【記者魂72】ポテンシャルのある街・・・木更津を訪れて

昨日は、木更津市長選挙の告示日。先輩議員として議席をお預かりしてからお世話になった、渡辺よしくに候補の出陣式に出席するため、木更津を訪れた。

実は木更津を訪れるのは今年に入って3回目。いずれもJR木更津駅周辺の市中心部で、何度訪れても人通りが少なく寂しい。立派な商店街があるのだが、いわゆるシャッター通りと化していて、日本の地方都市の問題をそのまま映したかのような場所との印象を持っている。

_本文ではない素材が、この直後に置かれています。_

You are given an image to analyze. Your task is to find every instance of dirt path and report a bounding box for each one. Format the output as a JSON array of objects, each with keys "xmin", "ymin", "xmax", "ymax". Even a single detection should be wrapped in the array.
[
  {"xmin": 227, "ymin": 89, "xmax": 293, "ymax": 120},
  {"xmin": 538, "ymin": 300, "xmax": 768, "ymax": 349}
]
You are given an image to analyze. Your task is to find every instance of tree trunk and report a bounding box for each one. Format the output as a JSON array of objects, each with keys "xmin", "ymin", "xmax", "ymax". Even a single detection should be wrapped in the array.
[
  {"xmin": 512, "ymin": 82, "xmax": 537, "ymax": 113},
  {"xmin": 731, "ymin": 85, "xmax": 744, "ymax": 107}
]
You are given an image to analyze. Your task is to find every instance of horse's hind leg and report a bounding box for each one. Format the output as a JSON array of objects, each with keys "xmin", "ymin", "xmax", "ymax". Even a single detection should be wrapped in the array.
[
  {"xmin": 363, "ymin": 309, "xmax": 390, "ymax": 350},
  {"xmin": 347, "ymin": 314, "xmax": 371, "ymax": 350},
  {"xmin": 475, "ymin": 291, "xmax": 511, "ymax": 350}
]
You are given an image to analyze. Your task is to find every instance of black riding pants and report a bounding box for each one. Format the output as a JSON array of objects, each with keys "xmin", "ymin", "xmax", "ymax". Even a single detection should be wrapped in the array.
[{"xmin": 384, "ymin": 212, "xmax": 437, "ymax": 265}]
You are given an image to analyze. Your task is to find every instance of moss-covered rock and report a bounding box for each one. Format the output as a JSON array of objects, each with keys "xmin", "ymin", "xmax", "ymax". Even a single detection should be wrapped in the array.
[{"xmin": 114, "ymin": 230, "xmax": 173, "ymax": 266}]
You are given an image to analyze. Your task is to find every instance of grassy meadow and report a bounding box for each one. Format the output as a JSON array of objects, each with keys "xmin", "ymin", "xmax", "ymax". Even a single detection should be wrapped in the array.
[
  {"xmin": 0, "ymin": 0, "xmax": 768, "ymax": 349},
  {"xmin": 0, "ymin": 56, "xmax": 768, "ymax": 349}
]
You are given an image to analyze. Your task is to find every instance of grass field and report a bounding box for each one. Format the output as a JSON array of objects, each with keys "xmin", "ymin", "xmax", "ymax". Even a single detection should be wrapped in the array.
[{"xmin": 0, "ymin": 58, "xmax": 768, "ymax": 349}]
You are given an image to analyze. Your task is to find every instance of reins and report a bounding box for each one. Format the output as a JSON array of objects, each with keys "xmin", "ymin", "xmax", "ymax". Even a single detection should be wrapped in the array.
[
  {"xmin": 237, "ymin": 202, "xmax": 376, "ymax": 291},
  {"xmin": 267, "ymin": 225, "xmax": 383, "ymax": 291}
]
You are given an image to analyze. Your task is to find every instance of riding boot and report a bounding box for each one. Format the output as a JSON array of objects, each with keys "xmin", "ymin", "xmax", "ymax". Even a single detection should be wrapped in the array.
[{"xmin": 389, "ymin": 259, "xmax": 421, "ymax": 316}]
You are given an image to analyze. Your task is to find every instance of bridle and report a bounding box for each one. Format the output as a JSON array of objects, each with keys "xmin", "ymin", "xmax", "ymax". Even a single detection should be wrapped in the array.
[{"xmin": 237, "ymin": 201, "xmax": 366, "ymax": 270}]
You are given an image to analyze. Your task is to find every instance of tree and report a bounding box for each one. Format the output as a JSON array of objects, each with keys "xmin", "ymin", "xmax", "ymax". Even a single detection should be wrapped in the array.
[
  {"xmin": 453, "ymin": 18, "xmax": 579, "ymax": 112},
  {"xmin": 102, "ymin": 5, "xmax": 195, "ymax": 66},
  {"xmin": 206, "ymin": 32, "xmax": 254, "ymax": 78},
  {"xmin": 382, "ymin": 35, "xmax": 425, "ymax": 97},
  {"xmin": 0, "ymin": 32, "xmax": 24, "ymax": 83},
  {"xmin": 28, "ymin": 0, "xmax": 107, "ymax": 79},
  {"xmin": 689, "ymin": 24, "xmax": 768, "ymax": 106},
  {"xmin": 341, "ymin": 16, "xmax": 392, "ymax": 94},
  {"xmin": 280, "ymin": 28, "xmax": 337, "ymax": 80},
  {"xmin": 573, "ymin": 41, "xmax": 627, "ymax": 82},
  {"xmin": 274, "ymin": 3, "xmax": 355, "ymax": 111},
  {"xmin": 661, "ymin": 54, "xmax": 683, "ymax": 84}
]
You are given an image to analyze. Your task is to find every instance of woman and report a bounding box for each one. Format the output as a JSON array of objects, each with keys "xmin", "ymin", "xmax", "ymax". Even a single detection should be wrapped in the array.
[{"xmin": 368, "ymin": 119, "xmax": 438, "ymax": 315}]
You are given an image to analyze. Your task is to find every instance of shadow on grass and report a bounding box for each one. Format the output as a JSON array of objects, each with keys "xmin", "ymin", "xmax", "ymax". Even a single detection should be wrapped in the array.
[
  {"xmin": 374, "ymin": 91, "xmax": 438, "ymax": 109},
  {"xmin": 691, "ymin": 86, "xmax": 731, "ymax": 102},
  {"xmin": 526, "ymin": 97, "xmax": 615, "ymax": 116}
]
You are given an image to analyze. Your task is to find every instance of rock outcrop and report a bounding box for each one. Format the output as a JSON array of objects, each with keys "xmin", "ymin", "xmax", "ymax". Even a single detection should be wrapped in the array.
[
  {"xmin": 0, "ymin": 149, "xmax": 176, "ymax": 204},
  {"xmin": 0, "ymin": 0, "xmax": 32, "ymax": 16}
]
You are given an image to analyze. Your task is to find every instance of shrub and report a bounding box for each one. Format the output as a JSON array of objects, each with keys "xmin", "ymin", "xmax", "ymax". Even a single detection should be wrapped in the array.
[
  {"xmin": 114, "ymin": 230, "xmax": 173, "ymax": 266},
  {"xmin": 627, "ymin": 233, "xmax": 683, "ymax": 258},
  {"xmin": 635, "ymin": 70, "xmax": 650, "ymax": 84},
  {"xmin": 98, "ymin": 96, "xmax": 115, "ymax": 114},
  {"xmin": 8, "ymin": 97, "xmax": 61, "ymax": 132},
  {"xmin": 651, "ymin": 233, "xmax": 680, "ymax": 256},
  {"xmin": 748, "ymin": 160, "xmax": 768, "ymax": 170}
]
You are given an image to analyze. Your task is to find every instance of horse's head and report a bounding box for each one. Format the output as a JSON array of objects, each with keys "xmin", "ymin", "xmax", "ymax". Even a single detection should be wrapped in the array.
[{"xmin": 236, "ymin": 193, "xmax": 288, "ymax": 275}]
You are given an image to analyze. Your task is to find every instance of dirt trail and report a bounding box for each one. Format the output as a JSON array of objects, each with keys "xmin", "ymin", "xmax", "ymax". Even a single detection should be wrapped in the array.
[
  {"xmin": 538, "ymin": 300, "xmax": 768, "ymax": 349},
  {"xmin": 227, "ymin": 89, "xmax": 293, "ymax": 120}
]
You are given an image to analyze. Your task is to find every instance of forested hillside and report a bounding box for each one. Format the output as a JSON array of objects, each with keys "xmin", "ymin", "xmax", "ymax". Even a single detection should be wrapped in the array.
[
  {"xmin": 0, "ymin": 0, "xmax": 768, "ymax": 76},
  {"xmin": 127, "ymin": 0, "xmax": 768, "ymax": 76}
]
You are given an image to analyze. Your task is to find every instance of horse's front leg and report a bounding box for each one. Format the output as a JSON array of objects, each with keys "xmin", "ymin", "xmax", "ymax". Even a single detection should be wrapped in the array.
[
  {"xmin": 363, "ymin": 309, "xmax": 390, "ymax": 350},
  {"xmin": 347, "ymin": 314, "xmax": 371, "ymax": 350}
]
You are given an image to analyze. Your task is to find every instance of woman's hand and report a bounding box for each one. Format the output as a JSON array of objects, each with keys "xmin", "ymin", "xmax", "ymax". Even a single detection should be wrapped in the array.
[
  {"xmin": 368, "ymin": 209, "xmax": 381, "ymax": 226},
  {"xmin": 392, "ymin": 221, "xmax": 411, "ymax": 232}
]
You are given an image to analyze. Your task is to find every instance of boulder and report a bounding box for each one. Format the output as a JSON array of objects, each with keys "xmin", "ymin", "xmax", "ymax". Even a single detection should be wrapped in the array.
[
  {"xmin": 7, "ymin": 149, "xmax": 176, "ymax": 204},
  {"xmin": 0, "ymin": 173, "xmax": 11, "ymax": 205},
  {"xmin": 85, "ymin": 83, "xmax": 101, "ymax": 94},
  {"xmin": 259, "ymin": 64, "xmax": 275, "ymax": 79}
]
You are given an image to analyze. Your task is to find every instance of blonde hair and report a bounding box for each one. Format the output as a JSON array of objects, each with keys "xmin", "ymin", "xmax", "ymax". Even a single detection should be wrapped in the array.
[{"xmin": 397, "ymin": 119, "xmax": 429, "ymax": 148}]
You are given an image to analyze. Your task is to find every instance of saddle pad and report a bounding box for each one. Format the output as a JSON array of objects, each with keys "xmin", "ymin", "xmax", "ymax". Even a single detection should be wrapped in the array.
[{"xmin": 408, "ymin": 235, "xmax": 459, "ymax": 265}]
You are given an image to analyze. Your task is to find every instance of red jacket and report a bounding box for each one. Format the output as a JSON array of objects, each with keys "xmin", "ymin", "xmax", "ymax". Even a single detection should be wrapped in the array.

聞けば、シャッター通りもかつて、アクアラインが開通する前は、駅とフェリー乗り場を結ぶ通りであるため、大勢の人が行き来したとか。アクアライン開通後は、オープン後人気を集めるアウトレットパークが象徴するように郊外に人が集まるようになり、とても人口13万人強を擁するだけではなく、人口が増え続けている市の中心部とは思えない状況だ。

もっとも、市の中心部が不便と言えば、そういうことはまったくない。むしろ、地方都市でこれだけ東京ほか各方面へのアクセスに恵まれている場所は、そうはお目にかかることはないと言っていいだろう。

何しろ、アクアラインの房総半島側の玄関口である。東京、羽田空港、横浜・・・いずれに向かうのも高速バスで1時間とかからないのである。実際、昨日は出陣式の後、所用で三浦半島の逗子市に行く予定だったので、高速バスで横浜に向かってJRに乗り換え、1時間半とかからず目的地に到着した。陸路だとこうはいかない。

これに絡んで、出陣式において渡辺候補が挨拶で述べた内容が印象的だったので要旨を紹介しておく。

「木更津市の中心部は、シャッター通りと化していますが、JR木更津駅、高速バスの発着などを考えると、本当はとても便利な場所で賑わう要素があるんです。今は、郊外に人が流れていますが、市の中心部が活性化するように取り組みます」

後で高速バスを利用して、渡辺候補が述べた“便利さ”を実感した。

思うに、行政がこれまで本気で取り組んでいなかったことが、シャッター通り化を招いたのではないだろうか。アクアラインの開通後は、フェリーの船着き場と駅の連絡通路で、何もしないでも賑わう時代ではなくなったのである。何か施策を打ち出さなければ、たとえ、人口が増えようとも、人の流れを呼び込むことはできないだろう。

ポテンシャルのある街なのだ。一般的なシャッター通り化とは背景が異なり、人口が増えているのである。行政の取り組み次第で、寂れた街が大きく変貌する可能性があると思われるので、渡辺候補が大願を成就した際には、市中心部の活性化に向け施策を打ち出すことに期待したい。

さらに、木更津に限らず、実際に利用してみてアクアラインの重要性を改めて実感した。先の議会答弁で、通行料金800円の社会実験について森田知事は「10年は続けたい」としていたものの、県内産業の発展を考慮すれば、恒久化の実現を目指すべきと考えている。